Mais détail, détail que tout ceci. Nous devons tout aux Arabes. Ils sont donc ici chez eux, et il est normal, au nom de leur dette intellectuelle, que les Européens leur fassent une place grandissante dans leurs pays de vieille chrétienté. Il fallait tout de même y penser. Au moment où l'antiracisme à sens unique commençait à s'essouffler, l'histoire prend opportunément le relais, alors que grossit en Europe une communauté musulmane prolifique persistant à détester les Roumis.

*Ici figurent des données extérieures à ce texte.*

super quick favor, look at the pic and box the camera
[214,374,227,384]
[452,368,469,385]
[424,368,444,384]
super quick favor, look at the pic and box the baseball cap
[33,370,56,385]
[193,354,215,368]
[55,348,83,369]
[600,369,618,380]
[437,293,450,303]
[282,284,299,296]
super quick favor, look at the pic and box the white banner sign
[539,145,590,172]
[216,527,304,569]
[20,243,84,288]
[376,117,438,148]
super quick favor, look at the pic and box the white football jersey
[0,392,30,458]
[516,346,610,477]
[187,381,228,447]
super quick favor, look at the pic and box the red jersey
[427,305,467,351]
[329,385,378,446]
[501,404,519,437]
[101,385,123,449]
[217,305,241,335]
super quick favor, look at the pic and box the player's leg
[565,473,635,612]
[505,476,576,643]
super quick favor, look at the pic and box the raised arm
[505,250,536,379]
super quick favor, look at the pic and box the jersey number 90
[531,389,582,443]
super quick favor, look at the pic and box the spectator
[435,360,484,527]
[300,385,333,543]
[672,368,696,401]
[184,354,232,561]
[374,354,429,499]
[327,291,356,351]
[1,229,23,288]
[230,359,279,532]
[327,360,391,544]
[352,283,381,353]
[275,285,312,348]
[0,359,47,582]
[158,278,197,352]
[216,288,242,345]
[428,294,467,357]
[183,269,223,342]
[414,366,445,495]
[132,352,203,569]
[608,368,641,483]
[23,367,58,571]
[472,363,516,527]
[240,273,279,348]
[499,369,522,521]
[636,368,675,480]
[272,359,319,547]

En leur répétant qu'ils sont nos maîtres, ils finiront peut-être par nous aimer ? La vulgate imposée aujourd'hui par lâcheté et multiculturalisme capitulard tend en somme à faire passer des conquérants destructeurs pour des parangons de science et de culture, sous prétexte de les intégrer à une civilisation qui ne leur doit rien et s'est bâtie contre eux.

« C'est grâce aux penseurs arabes que l'Europe a connu le rationalisme » !

Reste un détail gênant : la dette «éternelle» soi-disant contractée par l'Europe auprès des savants arabes, qui lui aurait permis de renouer avec l'héritage grec et de sortir des ténèbres, est une fable grossière et politiquement orientée. Dans Aristote au Mont Saint-Michel, Sylvain Gougenheim, professeur à l'École Normale de Lyon, le démontre sans appel, en un mélange de clarté et d'érudition qui force l'admiration, et rappelle les collaborationnistes aux réalités de la critique historique objective(3).

Pour l'auteur, dont l'argumentation foisonne d'exemples concrets, nous devons tout aux Grecs sans que les «Arabes» n'y aient jamais rien ajouté de sérieux. Il y a bien eu transmission directe de l'Hellade à l'Europe chrétienne, qui n'a jamais perdu le contact avec les sources de son héritage classique, même au Haut Moyen-Âge. Une affirmation essentielle, étant donné la force des falsifications actuelles relayées par nos «élites». Car à écouter les «experts» autorisés, l'empire des Abbassides aurait non seulement sauvé le legs antique, mais encore aurait-il été intrinsèquement supérieur aux autres cultures de l'époque !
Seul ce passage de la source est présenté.